Dans la grande turbulence économique qui attend Obama, pour se créer une bulle de protection, en se remémorant son Hawaï natale, il pourrait se délecter, comme nous l'avons fait chez l'inspiré Moto, des tronçons d'ananas, cuits à l'azote, donc de cuisson polaire, accompagnant un filet de truite à la peau croustillante, le tout accompagné du faiblement alcoolisé Saké Nigori Genshu, Momokawa, Californie, laiteux et doucereux comme pas un, enveloppant avec maestria ce plat aux saveurs iconoclastes.

Il lui faudra aussi composer avec les problèmes majeurs du Moyen et du Proche-Orient. Au-delà des divergences et de la violence actuelle, pour se faire une idée de la beauté des lieux et, surtout, du potentiel de créativité que recèle cette région du monde, il devrait tremper ses lèvres dans l'un des crus les plus réputés, ce qui est le cas du nouvel arrivage du Comte de M 2002 Vallée de la Bekaa, Château Kefraya, Liban (48$; 722413). Une grande pointure libanaise au style proche des vins solaires et généreux de Californie, mais avec une certaine assise tannique et une fraîcheur rappelant les crus européens.

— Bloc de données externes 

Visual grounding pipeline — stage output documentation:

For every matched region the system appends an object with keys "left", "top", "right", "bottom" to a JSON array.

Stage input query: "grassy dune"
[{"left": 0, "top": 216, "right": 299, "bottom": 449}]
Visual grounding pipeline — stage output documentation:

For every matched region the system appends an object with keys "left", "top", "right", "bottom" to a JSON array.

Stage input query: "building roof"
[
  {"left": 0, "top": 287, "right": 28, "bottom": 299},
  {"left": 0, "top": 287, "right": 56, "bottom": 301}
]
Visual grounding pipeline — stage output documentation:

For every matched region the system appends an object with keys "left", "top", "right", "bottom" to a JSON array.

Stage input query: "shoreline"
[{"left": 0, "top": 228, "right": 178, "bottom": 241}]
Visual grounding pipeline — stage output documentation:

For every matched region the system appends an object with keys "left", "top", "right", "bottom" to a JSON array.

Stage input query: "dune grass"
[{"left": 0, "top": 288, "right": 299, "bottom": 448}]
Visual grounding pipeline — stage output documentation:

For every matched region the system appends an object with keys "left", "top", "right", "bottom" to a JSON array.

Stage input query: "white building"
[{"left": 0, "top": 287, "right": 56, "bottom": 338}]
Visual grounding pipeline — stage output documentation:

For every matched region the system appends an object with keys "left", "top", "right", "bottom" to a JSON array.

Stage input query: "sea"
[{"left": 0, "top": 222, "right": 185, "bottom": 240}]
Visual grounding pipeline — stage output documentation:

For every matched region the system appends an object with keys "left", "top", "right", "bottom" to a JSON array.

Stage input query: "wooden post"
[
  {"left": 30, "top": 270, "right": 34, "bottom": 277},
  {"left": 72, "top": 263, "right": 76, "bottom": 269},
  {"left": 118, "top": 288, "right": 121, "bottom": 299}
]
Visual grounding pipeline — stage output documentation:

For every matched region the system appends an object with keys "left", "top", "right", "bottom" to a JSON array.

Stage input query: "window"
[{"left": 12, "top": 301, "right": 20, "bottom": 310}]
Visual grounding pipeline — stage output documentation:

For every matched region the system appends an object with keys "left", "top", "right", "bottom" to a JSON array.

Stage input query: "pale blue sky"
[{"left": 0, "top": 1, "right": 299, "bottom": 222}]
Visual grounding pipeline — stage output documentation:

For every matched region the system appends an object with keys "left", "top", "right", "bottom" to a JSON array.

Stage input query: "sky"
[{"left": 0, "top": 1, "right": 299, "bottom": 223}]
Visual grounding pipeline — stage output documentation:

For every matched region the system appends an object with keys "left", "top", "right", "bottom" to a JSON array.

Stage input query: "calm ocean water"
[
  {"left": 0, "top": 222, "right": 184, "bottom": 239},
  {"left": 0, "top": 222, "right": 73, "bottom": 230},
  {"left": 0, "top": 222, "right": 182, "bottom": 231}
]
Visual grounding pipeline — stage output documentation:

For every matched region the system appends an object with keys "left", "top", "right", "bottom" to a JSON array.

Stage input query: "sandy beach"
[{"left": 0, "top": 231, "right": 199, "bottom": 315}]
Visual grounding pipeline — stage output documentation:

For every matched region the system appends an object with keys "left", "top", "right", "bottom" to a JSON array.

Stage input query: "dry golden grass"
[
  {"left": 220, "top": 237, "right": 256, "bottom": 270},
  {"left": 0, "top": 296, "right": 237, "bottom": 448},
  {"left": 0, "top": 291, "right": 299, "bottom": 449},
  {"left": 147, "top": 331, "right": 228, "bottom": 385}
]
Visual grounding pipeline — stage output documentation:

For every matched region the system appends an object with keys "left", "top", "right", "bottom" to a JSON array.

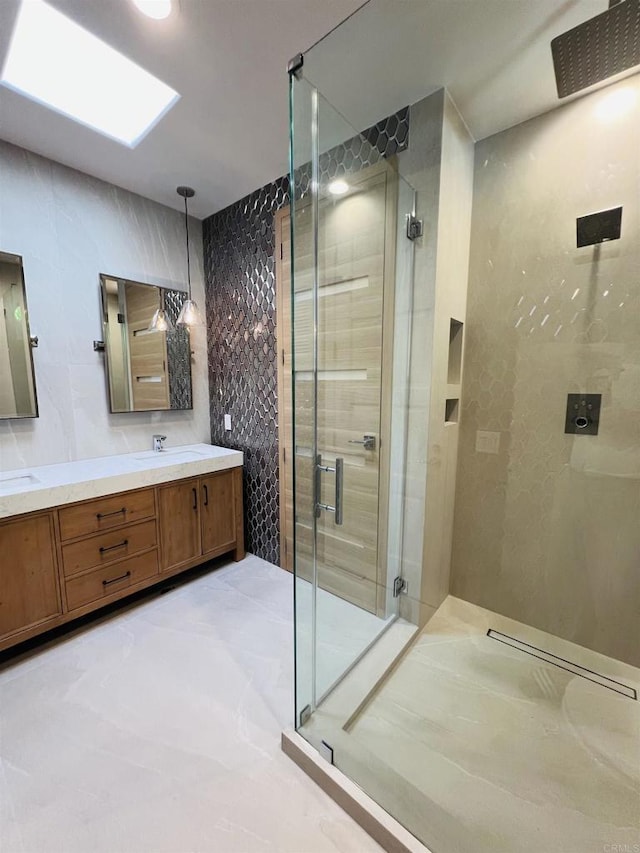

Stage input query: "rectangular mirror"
[
  {"left": 99, "top": 274, "right": 193, "bottom": 413},
  {"left": 0, "top": 251, "right": 38, "bottom": 419}
]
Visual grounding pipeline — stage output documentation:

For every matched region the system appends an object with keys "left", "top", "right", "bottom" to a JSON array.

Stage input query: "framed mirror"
[
  {"left": 0, "top": 251, "right": 38, "bottom": 419},
  {"left": 99, "top": 274, "right": 193, "bottom": 413}
]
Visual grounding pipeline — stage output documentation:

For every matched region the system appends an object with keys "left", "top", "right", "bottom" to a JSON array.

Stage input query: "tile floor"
[
  {"left": 0, "top": 555, "right": 381, "bottom": 853},
  {"left": 295, "top": 577, "right": 395, "bottom": 704}
]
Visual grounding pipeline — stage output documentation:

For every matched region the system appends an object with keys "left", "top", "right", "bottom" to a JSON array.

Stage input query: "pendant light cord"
[{"left": 184, "top": 195, "right": 192, "bottom": 301}]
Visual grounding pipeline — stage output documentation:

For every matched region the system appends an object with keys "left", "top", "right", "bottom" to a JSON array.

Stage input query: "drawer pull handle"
[
  {"left": 96, "top": 507, "right": 126, "bottom": 520},
  {"left": 203, "top": 484, "right": 209, "bottom": 506},
  {"left": 102, "top": 570, "right": 131, "bottom": 587},
  {"left": 99, "top": 539, "right": 129, "bottom": 554},
  {"left": 192, "top": 487, "right": 198, "bottom": 511}
]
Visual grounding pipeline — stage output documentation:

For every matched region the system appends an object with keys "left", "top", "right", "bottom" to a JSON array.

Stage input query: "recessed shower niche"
[
  {"left": 447, "top": 318, "right": 464, "bottom": 384},
  {"left": 445, "top": 398, "right": 459, "bottom": 424}
]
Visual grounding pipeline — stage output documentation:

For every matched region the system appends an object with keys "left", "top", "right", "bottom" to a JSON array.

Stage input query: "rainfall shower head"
[{"left": 551, "top": 0, "right": 640, "bottom": 98}]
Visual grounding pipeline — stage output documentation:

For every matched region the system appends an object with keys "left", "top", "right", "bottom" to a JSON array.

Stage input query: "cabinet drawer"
[
  {"left": 59, "top": 489, "right": 156, "bottom": 541},
  {"left": 65, "top": 550, "right": 159, "bottom": 611},
  {"left": 61, "top": 519, "right": 157, "bottom": 578}
]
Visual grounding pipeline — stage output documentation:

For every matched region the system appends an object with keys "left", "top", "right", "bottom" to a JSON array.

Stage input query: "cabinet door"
[
  {"left": 158, "top": 479, "right": 201, "bottom": 571},
  {"left": 0, "top": 514, "right": 61, "bottom": 639},
  {"left": 200, "top": 471, "right": 236, "bottom": 556}
]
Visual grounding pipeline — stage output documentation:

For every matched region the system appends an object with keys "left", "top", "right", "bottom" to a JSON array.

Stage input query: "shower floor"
[{"left": 302, "top": 595, "right": 640, "bottom": 853}]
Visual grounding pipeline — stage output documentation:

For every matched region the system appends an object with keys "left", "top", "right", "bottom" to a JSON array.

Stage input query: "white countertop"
[{"left": 0, "top": 444, "right": 243, "bottom": 519}]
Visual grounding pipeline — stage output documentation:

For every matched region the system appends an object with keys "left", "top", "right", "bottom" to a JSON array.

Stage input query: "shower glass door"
[{"left": 290, "top": 72, "right": 418, "bottom": 733}]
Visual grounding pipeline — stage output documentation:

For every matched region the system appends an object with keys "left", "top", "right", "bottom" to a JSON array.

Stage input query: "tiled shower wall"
[
  {"left": 203, "top": 108, "right": 409, "bottom": 563},
  {"left": 451, "top": 77, "right": 640, "bottom": 666}
]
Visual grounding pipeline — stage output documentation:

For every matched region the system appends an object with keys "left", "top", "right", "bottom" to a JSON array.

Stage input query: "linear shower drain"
[{"left": 487, "top": 629, "right": 637, "bottom": 700}]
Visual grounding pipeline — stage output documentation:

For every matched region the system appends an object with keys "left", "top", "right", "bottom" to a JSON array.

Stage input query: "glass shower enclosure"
[
  {"left": 289, "top": 76, "right": 421, "bottom": 722},
  {"left": 286, "top": 3, "right": 640, "bottom": 851}
]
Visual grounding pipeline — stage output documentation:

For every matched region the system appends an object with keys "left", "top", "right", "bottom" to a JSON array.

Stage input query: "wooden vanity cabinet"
[
  {"left": 158, "top": 478, "right": 201, "bottom": 571},
  {"left": 0, "top": 513, "right": 61, "bottom": 640},
  {"left": 159, "top": 468, "right": 244, "bottom": 572},
  {"left": 0, "top": 466, "right": 244, "bottom": 653},
  {"left": 201, "top": 471, "right": 237, "bottom": 557}
]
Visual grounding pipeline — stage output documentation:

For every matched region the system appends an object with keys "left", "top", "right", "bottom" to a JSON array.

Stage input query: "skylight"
[{"left": 0, "top": 0, "right": 180, "bottom": 148}]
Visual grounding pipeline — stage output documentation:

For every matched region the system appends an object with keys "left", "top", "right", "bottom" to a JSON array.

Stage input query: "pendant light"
[
  {"left": 176, "top": 185, "right": 203, "bottom": 328},
  {"left": 147, "top": 305, "right": 174, "bottom": 333}
]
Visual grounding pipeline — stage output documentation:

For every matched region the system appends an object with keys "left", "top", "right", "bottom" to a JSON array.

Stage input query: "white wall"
[{"left": 0, "top": 140, "right": 210, "bottom": 471}]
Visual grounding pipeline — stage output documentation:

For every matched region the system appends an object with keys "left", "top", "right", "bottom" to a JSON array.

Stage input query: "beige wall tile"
[{"left": 452, "top": 76, "right": 640, "bottom": 666}]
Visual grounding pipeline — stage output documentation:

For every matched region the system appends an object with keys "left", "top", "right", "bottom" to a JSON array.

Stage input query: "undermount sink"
[
  {"left": 0, "top": 473, "right": 40, "bottom": 491},
  {"left": 0, "top": 444, "right": 242, "bottom": 524},
  {"left": 132, "top": 448, "right": 209, "bottom": 462}
]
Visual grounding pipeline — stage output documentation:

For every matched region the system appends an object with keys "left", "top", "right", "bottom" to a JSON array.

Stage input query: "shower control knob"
[{"left": 564, "top": 393, "right": 601, "bottom": 436}]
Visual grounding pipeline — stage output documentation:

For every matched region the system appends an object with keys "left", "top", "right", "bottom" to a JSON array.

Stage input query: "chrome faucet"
[{"left": 152, "top": 434, "right": 167, "bottom": 452}]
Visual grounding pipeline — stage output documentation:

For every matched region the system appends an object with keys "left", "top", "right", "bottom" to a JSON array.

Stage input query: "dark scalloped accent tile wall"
[{"left": 203, "top": 107, "right": 409, "bottom": 564}]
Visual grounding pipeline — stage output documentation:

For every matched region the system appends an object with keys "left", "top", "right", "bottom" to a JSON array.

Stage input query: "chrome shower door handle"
[
  {"left": 334, "top": 457, "right": 343, "bottom": 526},
  {"left": 348, "top": 434, "right": 376, "bottom": 451},
  {"left": 314, "top": 454, "right": 323, "bottom": 520},
  {"left": 315, "top": 455, "right": 344, "bottom": 526}
]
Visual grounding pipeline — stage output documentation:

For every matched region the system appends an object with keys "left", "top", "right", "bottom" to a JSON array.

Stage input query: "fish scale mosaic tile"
[{"left": 203, "top": 107, "right": 409, "bottom": 563}]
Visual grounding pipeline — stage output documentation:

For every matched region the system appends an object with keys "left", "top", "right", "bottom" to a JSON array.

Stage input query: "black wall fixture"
[
  {"left": 576, "top": 206, "right": 622, "bottom": 247},
  {"left": 564, "top": 393, "right": 602, "bottom": 436}
]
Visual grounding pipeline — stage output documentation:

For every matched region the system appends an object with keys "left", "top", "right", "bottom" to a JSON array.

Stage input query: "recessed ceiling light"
[
  {"left": 328, "top": 179, "right": 349, "bottom": 196},
  {"left": 132, "top": 0, "right": 173, "bottom": 20},
  {"left": 0, "top": 0, "right": 180, "bottom": 147}
]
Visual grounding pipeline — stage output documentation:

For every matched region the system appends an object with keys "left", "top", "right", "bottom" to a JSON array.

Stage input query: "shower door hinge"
[
  {"left": 299, "top": 704, "right": 311, "bottom": 726},
  {"left": 406, "top": 215, "right": 423, "bottom": 241},
  {"left": 319, "top": 740, "right": 334, "bottom": 765},
  {"left": 393, "top": 576, "right": 408, "bottom": 597},
  {"left": 287, "top": 53, "right": 304, "bottom": 77}
]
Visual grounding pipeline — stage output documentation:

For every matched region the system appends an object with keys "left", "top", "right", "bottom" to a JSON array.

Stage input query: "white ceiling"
[
  {"left": 0, "top": 0, "right": 635, "bottom": 220},
  {"left": 0, "top": 0, "right": 364, "bottom": 219},
  {"left": 302, "top": 0, "right": 623, "bottom": 142}
]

Le nez est explosif, intense et concentré. La bouche suit avec ampleur, générosité, coffre et persistance. Le boisé est passablement marqué et les saveurs jouent dans la sphère des fruits rouges presque confits, des épices douces, du cacao et de la torréfaction. La finale démontre un moelleux de texture séduisant au possible, à la manière des envolées lyriques d'Obama. Parfait pour le filet de boeuf sauce Amérique-Orient, c'est-à-dire au poivre et à la cannelle.

Enfin, pour être plus terre à terre, et plus proche de la réalité économique quotidienne actuelle de la majorité des Américains, s'il désire obtenir l'harmonie avec les Latinos, tout comme avec ses voisins mexicains, Obama aurait tout à fait raison de commander un verre de la délirante, pulpeuse, plus qu'abordable et mexicaine Petite Sirah L. A. Cetto 2006 Baja California, Mexique (11,80$; 429761) lorsqu'il s'attable à son restaurant de cuisine mexicaine préféré à Chicago, le Topolobampo, propriété du chef Rick Bayless, célébré par le James Beard Awards pour son travail de qualité.

Il pourrait faire de même lorsqu'il optera pour un réputé chili de Washington, supposément le meilleur des États-Unis d'Amérique (!), en servant, à ses citoyens de la rue, une bonne rasade de ce cru de qualité, offert à un prix défiant toute concurrence. Après tout, il doit une fière chandelle au vote hispanique qui a finalement fait pencher une partie de la balance de son côté lors de l'élection de novembre. Viva la América libre!